A single NVL72 rack aggregates approximately 21 TB of HBM3e memory across these GPUs and, with CPU-GPU coherent memory, can reach around 40 TB of “fast” memory. This memory capacity supports larger models and extended prompts without frequent offloading, resulting in higher tokens per second and fewer pauses.
In benchmark tests, NVIDIA’s GB300 NVL72 recently set records in the new inference tests of MLPerf Inference v5.1, including higher DeepSeek-R1 throughput than previous-generation Blackwell-based clusters. The platform is also optimized for FP4 formats (e.g., NVFP4) and Dynamo-style disaggregated services—choices aimed at reducing inference costs for large-scale models.
At this scale, power and grid stability are becoming top-tier engineering concerns. The GB300 introduces rack power units with onboard energy storage and coordinated power smoothing, reducing peak demand by up to 30%—especially beneficial when thousands of GPUs accelerate or decelerate in sync. More grid-aware designs like this are expected in hyperscale AI builds.
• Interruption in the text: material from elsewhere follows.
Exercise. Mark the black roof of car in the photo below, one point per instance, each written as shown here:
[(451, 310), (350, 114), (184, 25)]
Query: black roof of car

This initiative aligns with a broader capacity strategy. Microsoft has been securing supply—both within its own data centers and through “new cloud” partners—to support GPU-intensive projects even as it prepares to roll out the new GB300 globally. This procurement approach, combined with Azure’s GB200 deployment, reflects Microsoft’s plan to shorten training cycles and bring larger models to market faster.